Willard was funny as hell. For a sane person, it's a scary, creepy movie, but for me it was a feel good comedy about people getting eaten alive by rats :-). I'm sorry, but some of it was so weirdly acted. There was this one part where his mom dies and he's at the funeral crying and its all sad. Then this giant snot wad comes out his nose :-D the theater was uproarius. There were some sad parts, but the rest was kinda cool. Like I said, i looove revenge horror. I wish I had an army of rats to sic on those who crossed me. Bahahaha die certain unnamable individuals beggining with B! (Molly knows who I mean ^_^). Also! Had a good dinner compliments of dad. Spanish beans and rice, steak, and mozzerella sticks. MMmmmMMMmm. I must be so annoying to watch a horror movie with. I have a really morbid sense of humor. I laughed at certain parts of the ring even. I am fond of yelling "DIE CHILDREN!". hmmph. That appears to be all for now. A question for you to dwell on though-Is prostitution morally wrong? I'm not asking if its degrading or if its a bad thing to do, I'm just asking if there is anything actually WRONG with selling sex to people who are willing to do it for money? Safety measurement, I don't SUPPORT it, i just don't truly think it should be a "crime" if it's not hurting anybody. Now a disease getting passed along, that is wrong. "Willard, there are rats in the basement!"-Opening line of willard. Immediately got me laughing at pathetic scriptwriting.
I wrote a freewrite. It started out about my mind being unusually silent and ended with air.
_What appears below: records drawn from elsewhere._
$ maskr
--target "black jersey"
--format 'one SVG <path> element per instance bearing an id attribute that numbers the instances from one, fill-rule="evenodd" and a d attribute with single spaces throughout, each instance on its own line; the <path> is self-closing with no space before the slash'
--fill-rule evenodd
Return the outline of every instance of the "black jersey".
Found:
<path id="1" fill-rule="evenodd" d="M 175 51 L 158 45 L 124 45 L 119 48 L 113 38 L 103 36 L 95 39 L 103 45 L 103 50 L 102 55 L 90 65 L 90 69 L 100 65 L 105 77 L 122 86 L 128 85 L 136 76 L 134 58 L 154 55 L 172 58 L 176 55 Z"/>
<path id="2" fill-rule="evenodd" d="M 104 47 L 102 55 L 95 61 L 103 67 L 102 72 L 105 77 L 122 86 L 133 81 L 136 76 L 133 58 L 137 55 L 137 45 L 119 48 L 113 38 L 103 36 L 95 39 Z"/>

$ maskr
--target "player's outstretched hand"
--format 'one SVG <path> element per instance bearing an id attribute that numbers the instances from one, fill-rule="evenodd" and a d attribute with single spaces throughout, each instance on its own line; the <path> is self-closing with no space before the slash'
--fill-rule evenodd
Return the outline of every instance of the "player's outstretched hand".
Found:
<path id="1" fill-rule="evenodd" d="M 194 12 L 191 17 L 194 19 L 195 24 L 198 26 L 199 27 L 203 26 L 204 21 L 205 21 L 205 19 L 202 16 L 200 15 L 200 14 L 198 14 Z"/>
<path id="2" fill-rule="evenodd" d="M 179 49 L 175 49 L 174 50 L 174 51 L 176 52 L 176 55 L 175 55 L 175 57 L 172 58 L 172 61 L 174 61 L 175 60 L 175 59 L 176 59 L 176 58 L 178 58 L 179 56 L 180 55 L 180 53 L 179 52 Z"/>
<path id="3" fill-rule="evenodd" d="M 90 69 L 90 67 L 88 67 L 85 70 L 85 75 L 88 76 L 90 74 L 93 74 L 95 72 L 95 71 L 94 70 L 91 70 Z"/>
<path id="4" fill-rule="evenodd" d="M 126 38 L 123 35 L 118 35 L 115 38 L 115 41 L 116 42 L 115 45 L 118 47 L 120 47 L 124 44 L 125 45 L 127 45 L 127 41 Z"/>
Letting my mind write down itself and reading it is a strange thing. Heres the passage from my mind.
So what am I doing right now? Sitting. Freaking nothing. When you are between two things and don't have time to start something time can lag on. It's odd because then the sound in my brain gets turned off. Most people are always thinking about something. Every once in awhile my brain just putts out. And all I hear is silence. In some ways things are more clear when this happens, in others theyaren't. The air suddenly looks thicker. Have you ever just stared at air? Not the things around you or the sky, the air. Look somewhere about a foot in front of your face. Air is full of little moving dots and dust particles. Air is full of more substance than you think. In science, they tell you it is gas, but it is also a spiritual element. Or earth, air, water, and fire, air is the only one you can feel, but you can't see, which makes it all the more mysterious. Without air, a person dies instantly. How can something we can't even see have so much power? It's odd to think that I have the brain capacity to think about air. No one else seems to. Maybe they will once I mention it. Who knows. In with the winds of change.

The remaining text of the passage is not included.